La risposta breve: è del tutto possibile, e in ristrutturazione è spesso la scelta migliore. La regola d'oro è non posare mai su un pavimento che si muove: avvitate prima le tavole che scricchiolano ai travetti, verificate la planarità con la staggia da 2 m, poi posate perpendicolarmente alle vecchie tavole.
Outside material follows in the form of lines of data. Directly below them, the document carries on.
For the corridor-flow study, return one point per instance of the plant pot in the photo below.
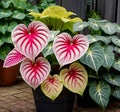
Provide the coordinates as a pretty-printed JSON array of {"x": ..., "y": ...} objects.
[
  {"x": 8, "y": 76},
  {"x": 63, "y": 103}
]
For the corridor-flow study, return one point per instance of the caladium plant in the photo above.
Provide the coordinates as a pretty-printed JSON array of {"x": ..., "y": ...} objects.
[{"x": 35, "y": 68}]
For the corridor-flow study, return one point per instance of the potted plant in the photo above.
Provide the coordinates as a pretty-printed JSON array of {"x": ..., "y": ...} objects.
[
  {"x": 102, "y": 59},
  {"x": 49, "y": 59},
  {"x": 12, "y": 12}
]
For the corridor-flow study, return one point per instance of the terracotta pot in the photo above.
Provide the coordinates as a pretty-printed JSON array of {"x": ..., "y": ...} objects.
[
  {"x": 63, "y": 103},
  {"x": 8, "y": 76}
]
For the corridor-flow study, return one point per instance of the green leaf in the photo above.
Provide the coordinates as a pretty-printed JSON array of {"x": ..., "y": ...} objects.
[
  {"x": 18, "y": 15},
  {"x": 116, "y": 64},
  {"x": 112, "y": 78},
  {"x": 1, "y": 42},
  {"x": 21, "y": 4},
  {"x": 11, "y": 26},
  {"x": 108, "y": 57},
  {"x": 107, "y": 27},
  {"x": 104, "y": 39},
  {"x": 53, "y": 34},
  {"x": 116, "y": 40},
  {"x": 79, "y": 26},
  {"x": 94, "y": 57},
  {"x": 75, "y": 78},
  {"x": 3, "y": 28},
  {"x": 52, "y": 86},
  {"x": 5, "y": 13},
  {"x": 93, "y": 24},
  {"x": 117, "y": 49},
  {"x": 48, "y": 50},
  {"x": 116, "y": 92},
  {"x": 117, "y": 27},
  {"x": 32, "y": 8},
  {"x": 100, "y": 93},
  {"x": 4, "y": 50},
  {"x": 6, "y": 3}
]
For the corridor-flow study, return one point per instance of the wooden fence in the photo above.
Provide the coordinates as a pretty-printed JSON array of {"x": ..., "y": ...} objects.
[{"x": 109, "y": 9}]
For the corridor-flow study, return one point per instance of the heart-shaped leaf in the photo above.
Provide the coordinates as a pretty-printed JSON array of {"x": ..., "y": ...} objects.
[
  {"x": 94, "y": 57},
  {"x": 52, "y": 86},
  {"x": 116, "y": 92},
  {"x": 116, "y": 64},
  {"x": 34, "y": 73},
  {"x": 79, "y": 26},
  {"x": 30, "y": 41},
  {"x": 100, "y": 93},
  {"x": 116, "y": 40},
  {"x": 112, "y": 78},
  {"x": 68, "y": 49},
  {"x": 75, "y": 78},
  {"x": 14, "y": 57},
  {"x": 108, "y": 57}
]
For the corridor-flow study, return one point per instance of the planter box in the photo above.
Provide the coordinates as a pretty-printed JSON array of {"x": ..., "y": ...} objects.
[{"x": 8, "y": 76}]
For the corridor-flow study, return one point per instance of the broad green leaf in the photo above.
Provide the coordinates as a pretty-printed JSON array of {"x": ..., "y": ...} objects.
[
  {"x": 117, "y": 49},
  {"x": 48, "y": 50},
  {"x": 75, "y": 78},
  {"x": 56, "y": 18},
  {"x": 104, "y": 39},
  {"x": 53, "y": 34},
  {"x": 107, "y": 27},
  {"x": 32, "y": 8},
  {"x": 116, "y": 92},
  {"x": 4, "y": 50},
  {"x": 116, "y": 40},
  {"x": 100, "y": 93},
  {"x": 5, "y": 13},
  {"x": 92, "y": 39},
  {"x": 94, "y": 57},
  {"x": 52, "y": 86},
  {"x": 3, "y": 28},
  {"x": 112, "y": 78},
  {"x": 93, "y": 24},
  {"x": 96, "y": 38},
  {"x": 6, "y": 3},
  {"x": 18, "y": 15},
  {"x": 21, "y": 4},
  {"x": 11, "y": 26},
  {"x": 117, "y": 27},
  {"x": 1, "y": 42},
  {"x": 108, "y": 57},
  {"x": 116, "y": 64},
  {"x": 79, "y": 26}
]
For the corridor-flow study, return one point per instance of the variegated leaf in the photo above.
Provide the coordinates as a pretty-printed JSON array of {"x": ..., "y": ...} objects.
[
  {"x": 75, "y": 78},
  {"x": 52, "y": 86},
  {"x": 14, "y": 57},
  {"x": 68, "y": 49},
  {"x": 34, "y": 73},
  {"x": 94, "y": 57},
  {"x": 32, "y": 40}
]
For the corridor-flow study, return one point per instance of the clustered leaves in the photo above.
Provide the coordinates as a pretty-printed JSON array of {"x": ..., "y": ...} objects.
[
  {"x": 12, "y": 12},
  {"x": 29, "y": 43},
  {"x": 102, "y": 59}
]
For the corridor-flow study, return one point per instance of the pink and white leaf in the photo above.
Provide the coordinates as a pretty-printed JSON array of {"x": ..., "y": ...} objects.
[
  {"x": 75, "y": 78},
  {"x": 32, "y": 40},
  {"x": 13, "y": 58},
  {"x": 68, "y": 49},
  {"x": 52, "y": 86},
  {"x": 34, "y": 73}
]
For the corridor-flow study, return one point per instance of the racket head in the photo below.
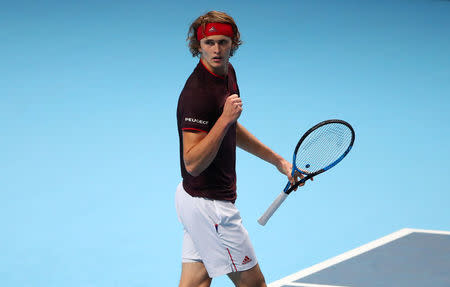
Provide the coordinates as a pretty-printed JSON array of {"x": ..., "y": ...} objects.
[{"x": 322, "y": 147}]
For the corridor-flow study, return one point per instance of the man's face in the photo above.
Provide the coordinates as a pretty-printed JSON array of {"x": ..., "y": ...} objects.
[{"x": 215, "y": 52}]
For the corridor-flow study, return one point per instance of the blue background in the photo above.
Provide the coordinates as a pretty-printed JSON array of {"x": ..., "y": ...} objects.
[{"x": 89, "y": 150}]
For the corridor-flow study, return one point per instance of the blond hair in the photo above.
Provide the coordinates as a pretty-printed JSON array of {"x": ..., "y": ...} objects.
[{"x": 212, "y": 17}]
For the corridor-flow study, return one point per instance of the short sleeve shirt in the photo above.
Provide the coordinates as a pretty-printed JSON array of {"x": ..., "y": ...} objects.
[{"x": 199, "y": 106}]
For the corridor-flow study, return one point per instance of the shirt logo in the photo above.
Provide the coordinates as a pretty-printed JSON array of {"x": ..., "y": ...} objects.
[{"x": 202, "y": 122}]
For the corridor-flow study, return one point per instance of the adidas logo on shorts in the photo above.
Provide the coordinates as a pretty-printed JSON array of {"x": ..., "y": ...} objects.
[{"x": 246, "y": 260}]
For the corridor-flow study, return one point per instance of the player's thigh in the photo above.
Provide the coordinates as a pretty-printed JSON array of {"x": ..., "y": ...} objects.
[
  {"x": 193, "y": 274},
  {"x": 252, "y": 277}
]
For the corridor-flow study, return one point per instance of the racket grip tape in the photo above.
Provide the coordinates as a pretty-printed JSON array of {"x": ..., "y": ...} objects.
[{"x": 272, "y": 208}]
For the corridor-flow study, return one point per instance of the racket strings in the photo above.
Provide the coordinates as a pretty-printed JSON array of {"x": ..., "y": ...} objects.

Bisogna rimuovere il vecchio pavimento?
Nella maggior parte dei casi no. Un vecchio tavolato sano è un supporto pienamente valido: è asciutto, lavora nello stesso senso del nuovo pavimento e aggiunge rigidità. Rimuoverlo significa mettere a nudo i travetti, gestire le canalizzazioni e quasi sempre ricostruire un impalcato completo — un cantiere ben più pesante della posa stessa. La rimozione si giustifica solo con attacchi di insetti o funghi, travetti indeboliti, o altezza disponibile insufficiente.
Cinque verifiche
- Solidità. Percorrete tutta la superficie. Una tavola che flette in modo evidente o un punto spugnoso segnala un problema strutturale, non di rivestimento.
- Scricchiolii. Nascono da tavole che sfregano sui travetti. Non spariranno sotto il nuovo pavimento: saranno solo attutiti, e torneranno.
- Stato sanitario. Cercate fori di tarlo, segatura fine, zone scure o molli. Nel dubbio, chiamate un professionista prima di coprire.
- Umidità. Un pavimento su vespaio mal ventilato può restare umido. Il contenuto di umidità deve essere stabilizzato prima della posa.
- Planarità. Sotto 5 mm nel flottante, sotto 3 mm nell'incollato, con staggia da 2 m in più direzioni.
Eliminate prima gli scricchiolii
È la fase più redditizia dell'intero cantiere. Individuate i travetti — riconoscibili dalle file di chiodi esistenti — e avvitate ogni tavola con viti da legno a testa svasata, raddoppiando i fissaggi dove il pavimento lavora. Affondate o sostituite i chiodi sporgenti: una testa in rilievo perfora il materassino e si segna nel nuovo parquet. Sigillate le fessure larghe con un mastice elastico, mai con uno stucco rigido destinato a fessurarsi.
Serve un pannello di ripartizione?
Spesso sì, ed è la via più affidabile. Un pannello di compensato o OSB da 10–18 mm, avvitato a passo ravvicinato, ripristina la planarità, irrigidisce l'insieme e offre un supporto omogeneo per l'incollaggio. È quasi obbligatorio se volete incollare il nuovo pavimento: incollare direttamente su vecchie tavole irregolari, che lavorano ciascuna per conto proprio, raramente dà buoni risultati. Il prezzo è l'altezza aggiunta. Vedi rasatura e planarità.
Quale direzione e quale posa?
Posate perpendicolarmente alle vecchie tavole: così ripartite i carichi su più tavole antiche ed evitate che i due reticoli di giunti coincidano. Con un pannello di ripartizione il vincolo cade e la direzione è libera — vedi il senso di posa. Qui il flottante è il più semplice; l'incollato dà il risultato più stabile e silenzioso, ma richiede prima quel pannello. Vedi posa incollata, flottante o inchiodata.
Prima di sostituire un vecchio rovere
Chiedetevi se non convenga rinnovarlo. Un vecchio tavolato in rovere massello da 22 mm, per quanto scurito e graffiato, nasconde spesso un legno magnifico sotto qualche decimo di millimetro. Levigare e rifinire costa di norma meno di un pavimento nuovo e preserva il carattere dell'edificio. Vedi rinnovare o sostituire e quanto dura un parquet.
Domande frequenti
Serve una barriera al vapore?
Tra due piani riscaldati no: potrebbe intrappolare umidità nel legno antico. Sopra una cantina non riscaldata o un vespaio ventilato sì.
Si può posare su un pavimento verniciato?
Nel flottante nessun problema. Nell'incollato vernice o pittura vanno rimosse con la levigatura, altrimenti la colla aderisce solo alla pellicola di finitura, che finirà per staccarsi.
Che altezza totale prevedere?
Pannello (10–18 mm) più materassino o colla (1–3 mm) più doga (10–20 mm) arriva rapidamente a 25–35 mm. Vedi quale spessore scegliere.